What Startups Should Know about Amazon VPC — Part 2
This is the second post in a two-part series about creating VPCs with Amazon VPC. In the first post, we cover what a VPC is and what its core components are. In this post, we discuss the considerations for designing and creating your VPC.
One of the first things you should do when developing any cloud strategy is to define what success looks like for your business.
For a VPC, you should carefully consider the number of IP addresses that your business needs today and in the future. This will help to determine your VPC IP CIDR block.
Selecting Your AWS Region and IP CIDR
To create your VPC, the first step is to select the region where your resources will be located. All data that will be generated and stored in your VPC will reside in this region.
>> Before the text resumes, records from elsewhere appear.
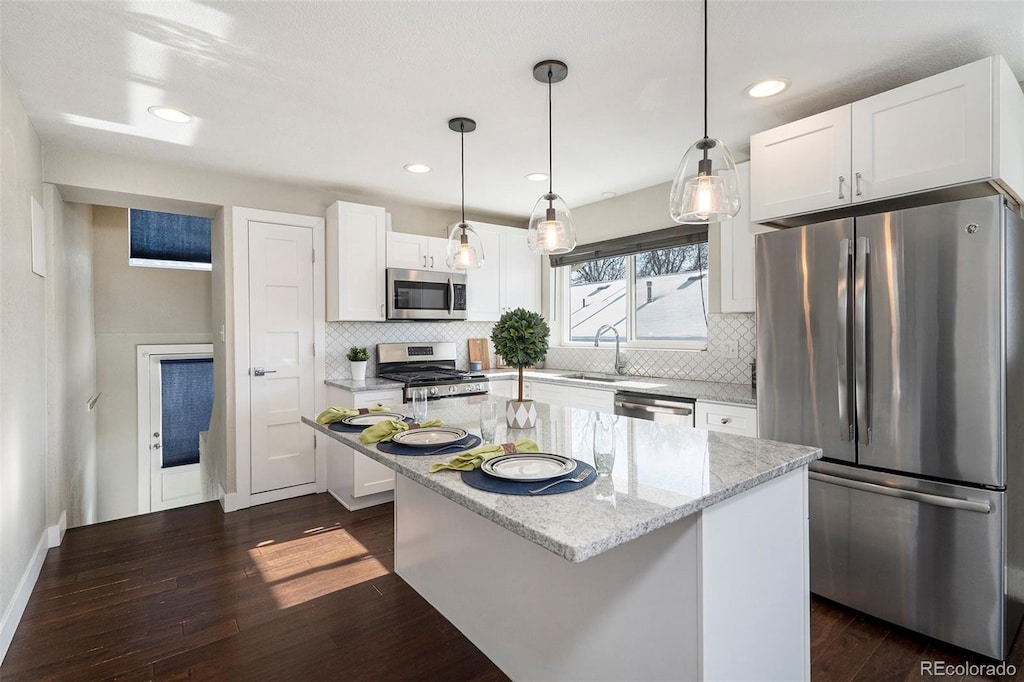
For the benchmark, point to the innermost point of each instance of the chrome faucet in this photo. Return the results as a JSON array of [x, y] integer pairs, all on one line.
[[620, 363]]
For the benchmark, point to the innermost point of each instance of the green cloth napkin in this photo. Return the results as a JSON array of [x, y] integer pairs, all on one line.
[[474, 458], [332, 415], [385, 429]]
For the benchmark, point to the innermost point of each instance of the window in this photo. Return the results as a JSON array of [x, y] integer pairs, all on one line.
[[654, 297], [168, 240]]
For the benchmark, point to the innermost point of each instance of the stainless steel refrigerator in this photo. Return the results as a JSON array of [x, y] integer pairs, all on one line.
[[894, 342]]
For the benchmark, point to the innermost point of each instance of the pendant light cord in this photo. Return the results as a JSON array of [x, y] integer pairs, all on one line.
[[462, 165], [706, 70], [550, 138]]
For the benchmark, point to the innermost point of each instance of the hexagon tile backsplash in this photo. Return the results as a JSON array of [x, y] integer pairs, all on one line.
[[700, 366]]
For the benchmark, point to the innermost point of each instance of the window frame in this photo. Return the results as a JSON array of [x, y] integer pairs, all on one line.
[[166, 263], [560, 280]]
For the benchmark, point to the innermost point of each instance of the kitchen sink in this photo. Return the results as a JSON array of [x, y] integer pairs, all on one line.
[[593, 377]]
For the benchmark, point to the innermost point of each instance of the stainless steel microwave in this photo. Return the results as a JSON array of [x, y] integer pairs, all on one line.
[[425, 295]]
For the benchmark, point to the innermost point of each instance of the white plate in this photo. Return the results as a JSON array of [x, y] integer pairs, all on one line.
[[528, 466], [371, 418], [430, 436]]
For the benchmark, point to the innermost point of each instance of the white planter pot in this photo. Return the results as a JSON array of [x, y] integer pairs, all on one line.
[[520, 415]]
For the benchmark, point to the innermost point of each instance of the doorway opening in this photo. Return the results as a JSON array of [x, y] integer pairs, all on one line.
[[175, 400]]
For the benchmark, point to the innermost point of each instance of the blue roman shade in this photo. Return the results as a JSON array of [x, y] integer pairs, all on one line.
[[169, 239]]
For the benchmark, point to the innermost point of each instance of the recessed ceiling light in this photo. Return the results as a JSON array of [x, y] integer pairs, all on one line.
[[171, 114], [767, 87]]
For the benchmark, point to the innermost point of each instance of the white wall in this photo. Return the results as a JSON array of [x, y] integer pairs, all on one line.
[[71, 350], [133, 305], [23, 360]]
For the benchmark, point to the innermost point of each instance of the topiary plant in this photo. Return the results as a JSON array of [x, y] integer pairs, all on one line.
[[357, 354], [521, 338]]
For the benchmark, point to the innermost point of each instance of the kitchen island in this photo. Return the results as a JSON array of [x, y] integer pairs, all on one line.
[[688, 562]]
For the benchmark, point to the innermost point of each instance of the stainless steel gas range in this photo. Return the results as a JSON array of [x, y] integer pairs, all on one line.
[[427, 365]]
Data will not go beyond the border of your VPC region without you invoking a request to do so. Currently, AWS has 10 regions across the world, spanning five continents.
The second step is to define a master IP CIDR block. All future subnets for this VPC will inherit the first two octets of the IP CIDR block that you define.
Once defined, the IP CIDR block is irreversible. It determines the number of subnets and IP addresses that you can create inside your VPC. Therefore, it is important that you chose a CIDR block that allows you to scale according to your needs today and in the future.
You can chose a CIDR block that is as small as a /28 or as large as a /16. A /28 will provide you with 16 IP addresses and a /16 will provide you with 65,536 IP addresses.
The following illustration shows a CIDR block relationship to VPC subnets.
The following screenshot shows how to create a CIDR block in the Amazon VPC console.
As shown in the screenshot, your private subnet should be the default for your resources unless they absolutely must have a public IP address attached to the instance. NAT instances are used to provide Internet access to your private subnet resources. You can use a bastian host to access them from a public domain such as the Internet. Note that you can access resources in the private subnet securely via a hardware VPN between your LAN and your VPC or via AWS Direct Connect.
Avoiding Overlapping Addresses
Traffic that is destined to an overlapping address space is dropped. Therefore, it is important that the IP CIDR block that you define for your VPC does not overlap with the IP CIDR block for your on-premises network or another VPC if you plan on routing between them.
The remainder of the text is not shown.